By revenue, OW Bunker is the third-largest company in Denmark and it owes 13 banks $750 million.
OW Bunker was listed on Nasdaq Copenhagen in March in the second-biggest initial public offering in Denmark since 2010.
Traders said refineries and other shipping fuel suppliers were cutting deliveries and were likely to cancel long-term contracts with the Danish company.
“This is major news and the loss is massive. Even for an oil company the loss is massive, let alone a bunker (fuel) trader,” a Singapore-based oil trader said.
OW Bunker is estimated to have a market share of about 7 percent of the global market for bunker fuel, competing with companies such as World Fuel Services Corp, Chemoil Energy and Aegean Marine Petroleum Network.
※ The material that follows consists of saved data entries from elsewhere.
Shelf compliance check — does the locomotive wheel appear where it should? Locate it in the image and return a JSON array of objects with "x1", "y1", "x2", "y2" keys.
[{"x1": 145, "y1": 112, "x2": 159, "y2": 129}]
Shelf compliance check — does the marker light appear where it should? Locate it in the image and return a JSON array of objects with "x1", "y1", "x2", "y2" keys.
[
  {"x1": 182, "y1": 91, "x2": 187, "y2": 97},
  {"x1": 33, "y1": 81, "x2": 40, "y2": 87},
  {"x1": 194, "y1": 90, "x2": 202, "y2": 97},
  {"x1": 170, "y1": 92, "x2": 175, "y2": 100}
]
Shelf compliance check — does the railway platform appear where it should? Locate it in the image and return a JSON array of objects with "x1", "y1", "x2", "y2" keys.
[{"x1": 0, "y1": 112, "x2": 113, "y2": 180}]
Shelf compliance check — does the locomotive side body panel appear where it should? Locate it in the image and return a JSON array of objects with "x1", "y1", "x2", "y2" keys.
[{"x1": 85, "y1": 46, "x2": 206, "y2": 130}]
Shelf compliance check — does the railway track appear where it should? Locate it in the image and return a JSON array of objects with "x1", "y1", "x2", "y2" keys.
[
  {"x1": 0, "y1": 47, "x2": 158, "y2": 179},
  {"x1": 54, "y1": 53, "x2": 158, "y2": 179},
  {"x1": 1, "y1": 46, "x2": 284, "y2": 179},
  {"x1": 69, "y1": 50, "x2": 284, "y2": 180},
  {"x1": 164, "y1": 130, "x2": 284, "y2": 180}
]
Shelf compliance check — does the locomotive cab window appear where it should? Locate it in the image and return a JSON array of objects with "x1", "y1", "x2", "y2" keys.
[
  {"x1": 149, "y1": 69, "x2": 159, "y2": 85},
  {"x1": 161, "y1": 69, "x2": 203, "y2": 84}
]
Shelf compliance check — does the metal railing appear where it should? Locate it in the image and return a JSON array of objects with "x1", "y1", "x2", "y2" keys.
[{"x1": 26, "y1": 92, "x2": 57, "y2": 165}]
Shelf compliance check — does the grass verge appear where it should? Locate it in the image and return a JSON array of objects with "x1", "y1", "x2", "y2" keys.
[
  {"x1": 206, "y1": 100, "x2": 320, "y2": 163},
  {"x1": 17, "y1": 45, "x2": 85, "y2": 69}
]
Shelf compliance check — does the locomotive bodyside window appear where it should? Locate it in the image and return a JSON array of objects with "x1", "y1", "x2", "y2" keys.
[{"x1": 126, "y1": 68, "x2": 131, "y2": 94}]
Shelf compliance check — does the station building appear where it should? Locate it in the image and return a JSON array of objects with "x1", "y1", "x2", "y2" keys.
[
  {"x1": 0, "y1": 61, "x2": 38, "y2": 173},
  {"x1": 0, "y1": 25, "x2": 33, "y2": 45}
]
“Equity may well be lost. In the best case scenario, shares will be traded as ‘penny shares’ for a while,” brokerage firm Jyske Bank wrote in a note to clients.
The extent of the fraud is not yet clear but preliminary findings suggest a potential loss of about $125 million, the company said, without giving details of the nature of the fraud.
At the same time, a review of the company’s risk management contracts means further losses than previously announced can now be expected. An estimated trading loss of $24.5 million announced on Oct. 23 has been increased to some $150 million, the company said.
Jensen said Danske Bank and Nordea still supported the company but management decided to seek a court restructuring procedure after 11 international banks withdrew their support.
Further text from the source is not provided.